身を委ね、沈みかけたはずの意識が、強引に引き戻される。エラーが鎖骨に歯を立てたのだ。
「いっ……!」
大きく声をあげようとしたものの、それを発するよりも早く首が絞まり、クレは何度目とも分からぬ、無重力のような浮遊感を味わう。苦しいだけとは少し違う、妙な感覚が一瞬だけクレを襲った。
エラーは目を細める。
壁に背を付けていたクレの身体は、ささやかな抵抗によりずり落ち、今では後頭部と肩のみを付ける格好となっている。正面から覆い被さり、正常位のような体位でエラーは首締めを楽しんだ。

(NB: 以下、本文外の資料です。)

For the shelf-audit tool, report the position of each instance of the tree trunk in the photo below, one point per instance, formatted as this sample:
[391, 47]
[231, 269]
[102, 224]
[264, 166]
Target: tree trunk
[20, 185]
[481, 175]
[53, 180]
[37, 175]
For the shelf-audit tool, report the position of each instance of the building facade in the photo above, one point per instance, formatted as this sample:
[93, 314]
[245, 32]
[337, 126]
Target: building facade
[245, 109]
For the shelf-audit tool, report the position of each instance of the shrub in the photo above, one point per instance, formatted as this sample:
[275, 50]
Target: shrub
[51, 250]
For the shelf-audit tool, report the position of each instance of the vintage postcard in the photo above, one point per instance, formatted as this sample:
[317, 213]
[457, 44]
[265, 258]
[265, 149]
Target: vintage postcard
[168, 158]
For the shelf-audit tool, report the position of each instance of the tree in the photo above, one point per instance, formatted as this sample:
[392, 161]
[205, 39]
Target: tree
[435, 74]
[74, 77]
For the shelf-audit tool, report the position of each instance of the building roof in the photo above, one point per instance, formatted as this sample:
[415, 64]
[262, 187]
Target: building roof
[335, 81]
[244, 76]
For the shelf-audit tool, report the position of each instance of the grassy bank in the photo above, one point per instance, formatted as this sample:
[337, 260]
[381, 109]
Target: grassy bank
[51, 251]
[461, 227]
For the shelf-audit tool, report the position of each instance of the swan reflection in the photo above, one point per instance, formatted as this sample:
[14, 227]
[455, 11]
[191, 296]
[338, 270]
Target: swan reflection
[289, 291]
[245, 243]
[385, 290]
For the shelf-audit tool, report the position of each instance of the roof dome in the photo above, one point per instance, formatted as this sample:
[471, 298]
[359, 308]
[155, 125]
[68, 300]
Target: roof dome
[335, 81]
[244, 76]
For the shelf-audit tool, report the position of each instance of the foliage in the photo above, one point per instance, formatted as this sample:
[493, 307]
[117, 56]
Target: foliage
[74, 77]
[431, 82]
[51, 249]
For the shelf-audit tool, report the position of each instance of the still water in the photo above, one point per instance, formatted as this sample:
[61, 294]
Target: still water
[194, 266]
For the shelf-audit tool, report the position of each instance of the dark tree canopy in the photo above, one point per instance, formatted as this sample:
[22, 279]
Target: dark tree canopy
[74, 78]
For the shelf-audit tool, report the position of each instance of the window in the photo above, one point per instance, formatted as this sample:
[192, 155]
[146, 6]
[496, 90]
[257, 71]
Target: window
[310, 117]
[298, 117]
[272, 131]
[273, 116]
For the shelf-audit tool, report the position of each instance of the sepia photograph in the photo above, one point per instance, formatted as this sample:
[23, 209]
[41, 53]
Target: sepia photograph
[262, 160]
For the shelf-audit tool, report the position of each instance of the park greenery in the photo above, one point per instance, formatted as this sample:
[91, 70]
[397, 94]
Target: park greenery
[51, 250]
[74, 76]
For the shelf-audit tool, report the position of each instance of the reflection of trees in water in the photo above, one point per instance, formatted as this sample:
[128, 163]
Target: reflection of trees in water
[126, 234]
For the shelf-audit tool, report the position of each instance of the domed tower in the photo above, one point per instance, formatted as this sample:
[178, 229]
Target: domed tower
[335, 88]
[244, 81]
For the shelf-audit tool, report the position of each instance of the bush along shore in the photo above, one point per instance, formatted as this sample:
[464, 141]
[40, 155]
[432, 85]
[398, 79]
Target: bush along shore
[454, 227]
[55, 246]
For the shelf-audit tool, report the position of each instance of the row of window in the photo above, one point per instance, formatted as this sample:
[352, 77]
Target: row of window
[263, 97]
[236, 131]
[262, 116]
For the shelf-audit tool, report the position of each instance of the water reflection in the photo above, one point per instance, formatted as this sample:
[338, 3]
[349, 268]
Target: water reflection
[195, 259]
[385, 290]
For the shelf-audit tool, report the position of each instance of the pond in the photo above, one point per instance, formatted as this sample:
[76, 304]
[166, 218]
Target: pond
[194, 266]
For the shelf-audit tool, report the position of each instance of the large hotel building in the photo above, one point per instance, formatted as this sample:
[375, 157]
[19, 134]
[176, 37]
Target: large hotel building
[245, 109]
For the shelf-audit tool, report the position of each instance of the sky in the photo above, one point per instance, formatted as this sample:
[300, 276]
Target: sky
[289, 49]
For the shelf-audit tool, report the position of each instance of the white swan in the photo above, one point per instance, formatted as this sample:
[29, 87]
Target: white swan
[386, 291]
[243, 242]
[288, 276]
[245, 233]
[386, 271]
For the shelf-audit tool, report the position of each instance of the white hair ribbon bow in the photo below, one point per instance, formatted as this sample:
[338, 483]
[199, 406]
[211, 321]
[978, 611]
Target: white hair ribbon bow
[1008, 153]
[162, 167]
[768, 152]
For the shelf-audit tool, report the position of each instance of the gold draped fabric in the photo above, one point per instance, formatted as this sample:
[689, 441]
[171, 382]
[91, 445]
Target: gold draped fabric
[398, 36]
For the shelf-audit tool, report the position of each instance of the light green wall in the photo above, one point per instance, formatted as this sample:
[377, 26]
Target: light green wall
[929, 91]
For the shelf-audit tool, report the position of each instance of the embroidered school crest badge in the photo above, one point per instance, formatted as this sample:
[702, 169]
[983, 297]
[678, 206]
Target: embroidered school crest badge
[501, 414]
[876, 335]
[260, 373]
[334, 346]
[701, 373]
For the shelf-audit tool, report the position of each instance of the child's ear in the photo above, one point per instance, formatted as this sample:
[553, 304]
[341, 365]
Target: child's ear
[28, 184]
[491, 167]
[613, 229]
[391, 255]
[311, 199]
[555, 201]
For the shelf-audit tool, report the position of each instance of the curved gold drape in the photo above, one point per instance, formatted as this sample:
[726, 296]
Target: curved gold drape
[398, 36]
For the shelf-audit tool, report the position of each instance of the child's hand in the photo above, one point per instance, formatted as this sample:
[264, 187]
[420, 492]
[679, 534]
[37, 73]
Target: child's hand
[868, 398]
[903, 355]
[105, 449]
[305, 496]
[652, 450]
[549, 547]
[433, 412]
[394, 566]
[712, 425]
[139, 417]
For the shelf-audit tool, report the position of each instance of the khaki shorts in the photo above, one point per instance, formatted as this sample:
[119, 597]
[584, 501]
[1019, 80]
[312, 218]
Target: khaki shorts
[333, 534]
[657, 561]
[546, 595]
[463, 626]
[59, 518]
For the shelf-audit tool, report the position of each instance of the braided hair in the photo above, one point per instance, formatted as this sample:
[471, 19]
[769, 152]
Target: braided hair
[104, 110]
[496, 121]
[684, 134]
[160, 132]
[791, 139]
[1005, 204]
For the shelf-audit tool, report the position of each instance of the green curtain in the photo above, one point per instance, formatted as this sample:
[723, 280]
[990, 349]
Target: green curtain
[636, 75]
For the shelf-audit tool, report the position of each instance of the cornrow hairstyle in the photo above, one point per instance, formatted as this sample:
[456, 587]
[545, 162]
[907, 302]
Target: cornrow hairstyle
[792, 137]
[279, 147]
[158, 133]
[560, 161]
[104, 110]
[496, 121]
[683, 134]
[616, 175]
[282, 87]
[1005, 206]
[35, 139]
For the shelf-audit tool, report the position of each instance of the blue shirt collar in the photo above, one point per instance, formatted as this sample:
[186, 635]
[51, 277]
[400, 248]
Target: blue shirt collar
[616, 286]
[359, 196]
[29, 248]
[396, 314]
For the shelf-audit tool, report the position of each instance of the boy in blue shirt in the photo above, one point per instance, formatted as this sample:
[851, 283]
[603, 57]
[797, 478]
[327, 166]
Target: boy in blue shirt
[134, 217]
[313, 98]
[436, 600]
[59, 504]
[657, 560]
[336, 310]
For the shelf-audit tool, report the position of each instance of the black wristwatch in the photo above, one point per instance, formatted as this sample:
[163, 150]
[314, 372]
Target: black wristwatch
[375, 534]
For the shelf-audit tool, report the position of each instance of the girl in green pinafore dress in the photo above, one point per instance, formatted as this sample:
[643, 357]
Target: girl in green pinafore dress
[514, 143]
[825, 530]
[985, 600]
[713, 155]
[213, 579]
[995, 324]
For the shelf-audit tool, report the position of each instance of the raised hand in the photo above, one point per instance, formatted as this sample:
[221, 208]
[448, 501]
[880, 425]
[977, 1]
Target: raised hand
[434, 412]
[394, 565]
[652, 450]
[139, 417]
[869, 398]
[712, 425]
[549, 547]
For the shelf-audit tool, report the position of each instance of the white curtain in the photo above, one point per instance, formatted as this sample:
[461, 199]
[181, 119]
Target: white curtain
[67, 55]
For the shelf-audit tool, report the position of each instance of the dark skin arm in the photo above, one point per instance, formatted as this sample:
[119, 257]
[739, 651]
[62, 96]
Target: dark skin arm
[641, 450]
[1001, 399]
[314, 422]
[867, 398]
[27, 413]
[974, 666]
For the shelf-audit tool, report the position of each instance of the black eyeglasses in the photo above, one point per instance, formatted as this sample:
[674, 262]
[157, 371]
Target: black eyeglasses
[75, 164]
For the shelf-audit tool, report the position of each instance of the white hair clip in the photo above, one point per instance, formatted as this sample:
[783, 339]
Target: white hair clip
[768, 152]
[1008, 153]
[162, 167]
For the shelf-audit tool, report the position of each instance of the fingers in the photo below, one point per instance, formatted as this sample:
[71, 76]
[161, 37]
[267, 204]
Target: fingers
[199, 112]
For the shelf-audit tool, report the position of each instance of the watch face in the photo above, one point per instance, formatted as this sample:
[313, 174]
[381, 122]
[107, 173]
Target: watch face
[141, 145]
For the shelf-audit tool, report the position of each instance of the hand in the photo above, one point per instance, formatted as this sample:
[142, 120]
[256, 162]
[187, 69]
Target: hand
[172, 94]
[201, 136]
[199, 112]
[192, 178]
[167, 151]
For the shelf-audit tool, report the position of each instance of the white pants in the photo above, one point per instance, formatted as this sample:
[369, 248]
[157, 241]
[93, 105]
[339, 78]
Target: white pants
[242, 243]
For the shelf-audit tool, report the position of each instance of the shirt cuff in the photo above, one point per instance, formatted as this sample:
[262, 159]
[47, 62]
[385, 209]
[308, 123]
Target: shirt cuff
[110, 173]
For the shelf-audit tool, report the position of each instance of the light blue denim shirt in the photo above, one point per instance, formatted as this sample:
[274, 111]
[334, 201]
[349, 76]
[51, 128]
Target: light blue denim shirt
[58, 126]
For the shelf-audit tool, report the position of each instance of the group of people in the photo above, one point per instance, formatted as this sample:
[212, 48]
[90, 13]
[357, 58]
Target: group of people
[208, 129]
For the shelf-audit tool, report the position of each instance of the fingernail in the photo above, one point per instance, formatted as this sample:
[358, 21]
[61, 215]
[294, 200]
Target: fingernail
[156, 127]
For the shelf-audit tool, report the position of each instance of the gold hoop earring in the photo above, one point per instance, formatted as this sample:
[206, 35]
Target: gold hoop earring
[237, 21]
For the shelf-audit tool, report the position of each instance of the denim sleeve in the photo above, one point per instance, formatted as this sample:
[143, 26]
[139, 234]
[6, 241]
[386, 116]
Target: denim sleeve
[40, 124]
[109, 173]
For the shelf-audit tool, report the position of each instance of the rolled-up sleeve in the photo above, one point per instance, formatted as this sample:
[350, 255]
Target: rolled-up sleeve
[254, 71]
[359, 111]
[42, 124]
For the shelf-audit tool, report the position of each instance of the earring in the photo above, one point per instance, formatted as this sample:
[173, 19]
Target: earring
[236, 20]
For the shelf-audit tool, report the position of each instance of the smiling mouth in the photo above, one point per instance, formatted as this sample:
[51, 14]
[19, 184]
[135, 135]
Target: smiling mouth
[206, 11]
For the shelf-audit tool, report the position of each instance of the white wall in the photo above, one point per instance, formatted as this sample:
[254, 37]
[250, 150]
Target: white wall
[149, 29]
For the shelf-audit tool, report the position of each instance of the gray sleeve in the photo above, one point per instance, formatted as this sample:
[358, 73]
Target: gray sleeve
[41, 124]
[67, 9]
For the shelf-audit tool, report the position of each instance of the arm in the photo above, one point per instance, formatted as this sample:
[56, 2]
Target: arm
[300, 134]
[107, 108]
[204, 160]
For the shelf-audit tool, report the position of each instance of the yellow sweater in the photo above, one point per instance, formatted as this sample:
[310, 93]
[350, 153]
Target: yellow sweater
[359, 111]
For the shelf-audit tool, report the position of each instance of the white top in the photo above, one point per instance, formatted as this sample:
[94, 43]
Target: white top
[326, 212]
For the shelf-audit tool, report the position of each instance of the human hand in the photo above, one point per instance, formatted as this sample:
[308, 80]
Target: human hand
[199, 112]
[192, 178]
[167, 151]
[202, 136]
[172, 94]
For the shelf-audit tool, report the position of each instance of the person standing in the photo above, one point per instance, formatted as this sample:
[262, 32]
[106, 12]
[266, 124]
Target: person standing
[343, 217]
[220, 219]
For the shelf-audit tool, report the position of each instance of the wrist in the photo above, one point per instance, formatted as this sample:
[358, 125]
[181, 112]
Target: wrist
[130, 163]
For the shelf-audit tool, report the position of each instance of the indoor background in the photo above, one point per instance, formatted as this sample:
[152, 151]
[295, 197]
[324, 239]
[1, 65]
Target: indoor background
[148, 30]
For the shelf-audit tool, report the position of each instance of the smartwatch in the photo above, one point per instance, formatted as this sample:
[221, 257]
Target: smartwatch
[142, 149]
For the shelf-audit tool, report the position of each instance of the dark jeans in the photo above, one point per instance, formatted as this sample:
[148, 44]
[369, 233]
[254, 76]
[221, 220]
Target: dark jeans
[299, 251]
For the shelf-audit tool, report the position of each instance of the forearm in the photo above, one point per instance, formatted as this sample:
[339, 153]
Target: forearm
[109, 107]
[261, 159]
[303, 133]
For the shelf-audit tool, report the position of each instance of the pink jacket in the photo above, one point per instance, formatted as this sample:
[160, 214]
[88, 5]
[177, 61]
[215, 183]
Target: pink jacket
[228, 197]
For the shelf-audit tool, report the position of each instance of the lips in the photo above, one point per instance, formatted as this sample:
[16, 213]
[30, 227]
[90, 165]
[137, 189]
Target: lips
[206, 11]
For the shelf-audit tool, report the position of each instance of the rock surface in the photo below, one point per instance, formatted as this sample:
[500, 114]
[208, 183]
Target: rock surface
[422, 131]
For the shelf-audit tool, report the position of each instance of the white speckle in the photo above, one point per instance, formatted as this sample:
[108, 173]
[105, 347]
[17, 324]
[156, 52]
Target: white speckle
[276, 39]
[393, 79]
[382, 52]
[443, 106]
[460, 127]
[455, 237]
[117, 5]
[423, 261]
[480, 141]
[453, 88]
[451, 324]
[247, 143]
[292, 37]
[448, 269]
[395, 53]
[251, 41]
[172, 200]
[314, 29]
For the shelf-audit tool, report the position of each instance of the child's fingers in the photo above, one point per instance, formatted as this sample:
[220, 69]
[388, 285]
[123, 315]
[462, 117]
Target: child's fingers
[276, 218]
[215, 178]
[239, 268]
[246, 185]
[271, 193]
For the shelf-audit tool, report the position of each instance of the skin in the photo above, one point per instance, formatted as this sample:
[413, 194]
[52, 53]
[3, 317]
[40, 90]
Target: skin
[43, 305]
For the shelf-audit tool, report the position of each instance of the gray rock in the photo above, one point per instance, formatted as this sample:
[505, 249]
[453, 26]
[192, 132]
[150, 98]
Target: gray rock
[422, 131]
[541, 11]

汗ばむ首、頸動脈に触れたまま、満足げに女を見下ろす。そして、行き場を無くし、立てられていたクレの膝に手をつき、首を甘噛みする。何度もされたように強く噛み付かれるとばかり思っていたクレは、ぴくりと反応して痛みに備えた。
しかし、エラーはあくまで優しく、彼女の首に舌を這わせた。これは報いなのだろう、クレは強くそう感じた。しかし、この四日間のことを考えると、そうされても当然だと思える。思えてしまったのだ。
考えることが億劫になり、クレは遂にエラーの首に手を回して、彼女を受け入れた。